CNM is considered to be a disease of the triads, the anatomical site of excitation-contraction coupling within a myocyte (Jungbluth and Gautel, 2014). In fact, most of the genes linked to CNM affect the triad either directly or indirectly through importance in membrane curvature or endocytosis. We did not observe structural triad defects, but found reduced numbers of triads in the Smyd1 CKO tibialis anterior and broad alterations in expression of triad-associated genes. Reduced triad numbers reflect lack of a fully developed triad network, which should envelope each sarcomere. Thus, in Smyd1 CKO myocytes, there is less triad surface area per sarcomere, which would adversely affect excitation-contraction coupling. Reduced triad numbers might reflect impaired fiber maturation. Alternatively, centrally located nuclei might affect the overall architecture of the intermyofibrillar network. Architectural abnormalities in the intermyofibrillar network could result in decreased numbers of triads per Z-line junction as assayed in this study.

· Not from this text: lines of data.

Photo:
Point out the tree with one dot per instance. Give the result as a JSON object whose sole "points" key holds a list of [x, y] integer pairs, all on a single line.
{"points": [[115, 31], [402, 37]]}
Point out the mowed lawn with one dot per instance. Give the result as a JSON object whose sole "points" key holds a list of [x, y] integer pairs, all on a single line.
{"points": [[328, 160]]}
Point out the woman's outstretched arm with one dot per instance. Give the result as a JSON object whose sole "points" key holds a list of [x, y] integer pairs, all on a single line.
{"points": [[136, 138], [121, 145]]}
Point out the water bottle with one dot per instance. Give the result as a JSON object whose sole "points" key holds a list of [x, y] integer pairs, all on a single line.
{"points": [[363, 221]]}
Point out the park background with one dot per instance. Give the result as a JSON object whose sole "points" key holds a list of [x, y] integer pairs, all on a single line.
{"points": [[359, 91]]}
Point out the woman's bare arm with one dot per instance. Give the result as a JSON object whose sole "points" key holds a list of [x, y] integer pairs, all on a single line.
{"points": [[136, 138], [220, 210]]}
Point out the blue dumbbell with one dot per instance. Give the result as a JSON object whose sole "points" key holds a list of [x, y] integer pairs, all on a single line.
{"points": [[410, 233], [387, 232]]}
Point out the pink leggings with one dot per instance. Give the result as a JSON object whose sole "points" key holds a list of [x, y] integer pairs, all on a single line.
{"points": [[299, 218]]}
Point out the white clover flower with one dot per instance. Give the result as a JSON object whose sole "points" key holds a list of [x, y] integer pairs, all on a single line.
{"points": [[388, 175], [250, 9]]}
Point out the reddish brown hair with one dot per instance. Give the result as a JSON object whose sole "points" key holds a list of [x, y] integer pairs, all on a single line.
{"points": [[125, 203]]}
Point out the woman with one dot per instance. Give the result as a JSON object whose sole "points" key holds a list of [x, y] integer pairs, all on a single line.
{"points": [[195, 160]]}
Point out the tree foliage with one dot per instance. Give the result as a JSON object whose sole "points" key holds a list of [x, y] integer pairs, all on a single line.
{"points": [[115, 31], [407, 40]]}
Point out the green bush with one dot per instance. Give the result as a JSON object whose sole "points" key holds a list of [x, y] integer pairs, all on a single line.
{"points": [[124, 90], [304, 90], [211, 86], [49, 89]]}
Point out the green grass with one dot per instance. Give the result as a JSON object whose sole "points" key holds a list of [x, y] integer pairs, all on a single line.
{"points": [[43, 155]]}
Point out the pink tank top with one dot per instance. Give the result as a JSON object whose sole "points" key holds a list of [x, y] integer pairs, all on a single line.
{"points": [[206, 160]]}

Because SMYD1 is a muscle-specific histone methyltransferase, we suspected that the CKO phenotype would, at least in part, result from altered epigenetic regulation/transcription of genes known to cause CNM. However, reduced mRNA levels were only observed for Ptpla (∼60% decrease). Ptpla (also known as HACD1) encodes an enzyme required for elongation of very-long-chain fatty acids (Ikeda et al., 2008), which contributes to the architecture of curved membranes. Triads are structures comprising highly curved membranes and CNM often results from triad defects – thus, establishing a molecular link between Ptpla and CNM. Reduced expression of Ptpla could impair the construction of triads and lead to reduced triad numbers, as observed in the Smyd1 CKO.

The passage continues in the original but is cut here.